TEMPO.CO, Bengkulu – Ratusan dokter dan mahasiswa Kedokteran di Bengkulu, berunjuk rasa menolak kebijakan Menteri Kesehatan yang menerapkan sistem Dokter Layanan Primer (DLP) di depan Kantor Gubernur, Senin 24 Oktober 2016. Aksi mereka itu bertepatan dengan ulang tahun Ikatan Dokter Indonesia Ke-66.
Ketua Ikatan Dokter Indonesia (IDI) Bengkulu, dr Syafriadi, mengatakan, kebijakan menteri kesehatan tersebut menyulitkan mahasiswa kedokteran, karena harus menempuh bangku kuliah selama 11 tahun.
"Akibatnya biaya kuliah akan bertambah. Sehingga dikhawatirkan dapat memberatkan para mahasiswa kedokteran," kata Syafriadi. “Kami meminta pejabat pemerintah daerah melakukan telaah atas kebijakan menteri kesehatan tersebut," ujarnya.

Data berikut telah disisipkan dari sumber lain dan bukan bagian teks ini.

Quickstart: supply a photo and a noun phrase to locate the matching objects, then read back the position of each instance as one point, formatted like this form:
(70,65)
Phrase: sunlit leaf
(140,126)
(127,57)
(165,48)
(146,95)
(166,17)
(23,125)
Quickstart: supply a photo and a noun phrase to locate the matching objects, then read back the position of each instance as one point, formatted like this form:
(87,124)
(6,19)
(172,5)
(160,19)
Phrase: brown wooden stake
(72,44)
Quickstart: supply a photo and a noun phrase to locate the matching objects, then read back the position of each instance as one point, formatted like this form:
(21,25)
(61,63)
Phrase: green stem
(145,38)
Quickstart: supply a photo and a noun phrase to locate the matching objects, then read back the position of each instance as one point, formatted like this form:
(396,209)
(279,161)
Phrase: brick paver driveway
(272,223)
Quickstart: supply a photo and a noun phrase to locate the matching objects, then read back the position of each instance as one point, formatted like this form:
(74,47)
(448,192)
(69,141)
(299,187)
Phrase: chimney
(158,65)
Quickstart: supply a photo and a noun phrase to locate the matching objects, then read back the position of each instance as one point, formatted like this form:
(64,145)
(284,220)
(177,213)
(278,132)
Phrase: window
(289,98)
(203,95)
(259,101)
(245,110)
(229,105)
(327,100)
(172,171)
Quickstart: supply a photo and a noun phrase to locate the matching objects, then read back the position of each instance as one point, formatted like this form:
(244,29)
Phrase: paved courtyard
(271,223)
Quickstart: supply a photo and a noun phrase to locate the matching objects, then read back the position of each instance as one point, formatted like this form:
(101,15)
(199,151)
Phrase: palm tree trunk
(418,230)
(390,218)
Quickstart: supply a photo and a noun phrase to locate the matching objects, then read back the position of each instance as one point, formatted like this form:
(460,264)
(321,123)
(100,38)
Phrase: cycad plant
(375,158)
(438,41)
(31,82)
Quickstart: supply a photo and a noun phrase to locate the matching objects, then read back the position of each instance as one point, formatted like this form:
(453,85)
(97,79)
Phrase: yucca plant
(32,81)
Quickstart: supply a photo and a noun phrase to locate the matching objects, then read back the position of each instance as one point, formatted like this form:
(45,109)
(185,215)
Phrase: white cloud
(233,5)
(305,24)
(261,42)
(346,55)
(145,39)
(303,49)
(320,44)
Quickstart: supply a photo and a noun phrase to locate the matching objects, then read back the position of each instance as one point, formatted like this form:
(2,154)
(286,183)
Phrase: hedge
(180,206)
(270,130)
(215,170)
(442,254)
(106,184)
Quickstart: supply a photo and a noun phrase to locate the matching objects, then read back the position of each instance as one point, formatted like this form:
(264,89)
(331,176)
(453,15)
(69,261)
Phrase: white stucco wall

Ia mengatakan, pemerintah harus mengkaji kembali kebijakan tersebut, mengingat masih banyak wilayah di Indonesia yang masih tertinggal dan membutuhkan para dokter untuk segera terjun ke pelosok.
Selain itu, para dokter dan mahasiswa kedokteran ini menuntut adanya perbaikan sarana dan prasaran kesehatan serta sistem pendidikan dokter di Indonesia.

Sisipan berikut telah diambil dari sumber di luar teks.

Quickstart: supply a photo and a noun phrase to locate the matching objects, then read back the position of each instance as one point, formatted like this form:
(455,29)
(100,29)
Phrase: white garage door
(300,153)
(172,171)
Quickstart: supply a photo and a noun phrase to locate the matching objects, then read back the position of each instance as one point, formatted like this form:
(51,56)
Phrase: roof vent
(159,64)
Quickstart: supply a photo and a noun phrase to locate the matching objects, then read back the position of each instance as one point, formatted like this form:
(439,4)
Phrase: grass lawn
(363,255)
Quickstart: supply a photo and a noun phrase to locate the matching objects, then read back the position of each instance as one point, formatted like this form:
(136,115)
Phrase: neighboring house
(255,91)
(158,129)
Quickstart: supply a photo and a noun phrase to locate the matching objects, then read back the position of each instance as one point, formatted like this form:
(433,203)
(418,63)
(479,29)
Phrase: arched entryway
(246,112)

Setelah melakukan aksi di depan Kantor Gubernur, massa bergerak ke kantor DPRD Provinsi Bengkulu. Mereka juga menyampaikan aspirasi di sana.
Hal yang sama juga disampaikan koordinasi unjuk rasa, Gandar Kusuma. Menurutnya, program DLP sangat memberatkan. Karena program tersebut membuat masa perkuliahan mahasiswa kedokteran semakin panjang.
"Sekarang saja mahasiswa kedokteran butuh waktu tujuh tahun, kuliah selama empat tahun, dilanjutkan koas selama dua tahun, dan program profesi selama satu tahun, jika ditambah lagi DLP tiga tahun, maka butuh sepuluh tahun untuk mendapatkan izin praktek," jelas Gandar.